Congresswomen ask US government to probe Saudi Arabia death

AP News
Posted: Jul 10, 2015 2:02 PM

CONCORD, N.H. (AP) — New Hampshire congressional delegation members are urging the U.S. State Department to investigate the death of an American in Saudi Arabia.

The body of Christopher Cramer, of Milford, New Hampshire, was found beneath the third-floor balcony of the Sahara Makarim Hotel in Tabuk on Jan. 15. He was working for Merrimack-based Kollsman Inc. to help the Saudis with thermal optical devices, part of the country's missile systems.

Family and friends said just before he died, the 50-year-old Cramer sent a text message to his roommate in Milford saying he thought something bad was going to happen and asking him to contact the State Department.

The death was first reported as a suicide by Saudi Arabian officials. Cramer's family later hired Dr. Michael Baden, the recently retired medical examiner for New York State Police, to perform an autopsy, and he determined it was a homicide. He suggests Cramer was severely beaten before he fell or was pushed off the balcony.

"A person could stab himself and then jump," but to damage his body the way Cramer's body was damaged was not possible, Baden told The Telegraph of Nashua in a story published Friday. "He had suffered fractures before the fall."

The Telegraph reported a toxicology report showed there were no sign of drugs or alcohol in Cramer's body.

U.S. Sen.
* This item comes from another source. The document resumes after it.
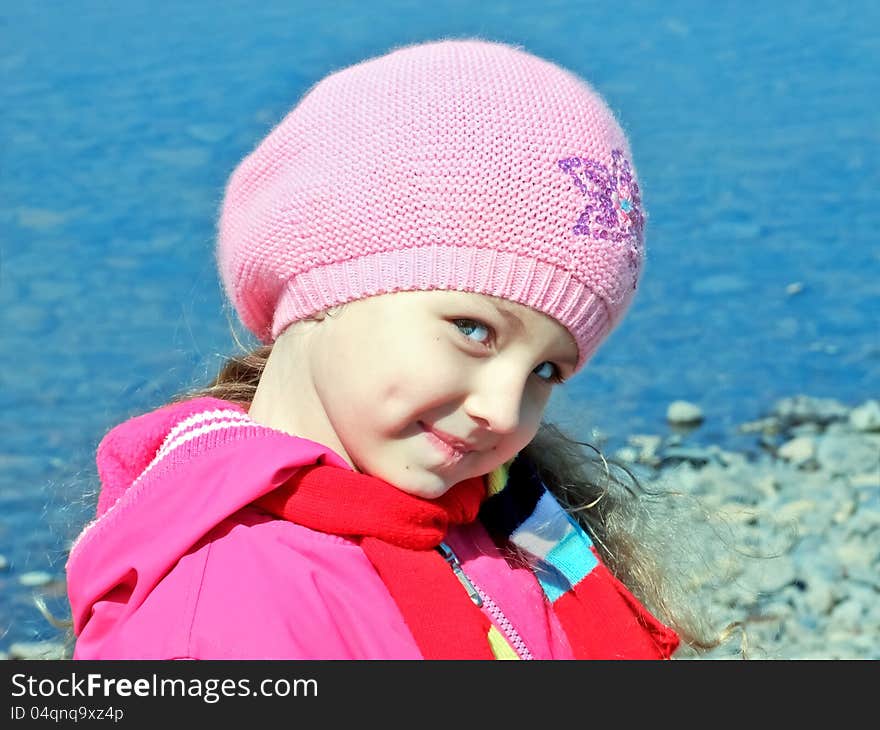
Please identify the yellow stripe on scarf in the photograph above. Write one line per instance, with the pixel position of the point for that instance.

Jeanne Shaheen first wrote to Secretary of State John Kerry in March asking for an investigation and a briefing. She also recently contacted the White House, spokesman Ryan Nickel said.

"This recent autopsy is further confirmation that Christopher Cramer's death needs a thorough investigation," Nickel said in a statement Friday.

U.S. Sen. Kelly Ayotte and U.S. Rep. Annie Kuster have been in touch with the Cramer family, Kollsman and the State Department.

State Department spokeswoman Katherine Pfaff said it has offered to assist Saudi authorities with any investigation into Cramer's death but can't investigate an incident overseas without the permission of the host government. As of Friday, the U.S. had not received a request for assistance, she said.

"We continue to engage with the Saudis on this case, and our offer of assistance stands," Pfaff said in an emailed statement.


Associated Press writer Rik Stevens in Concord contributed to this report.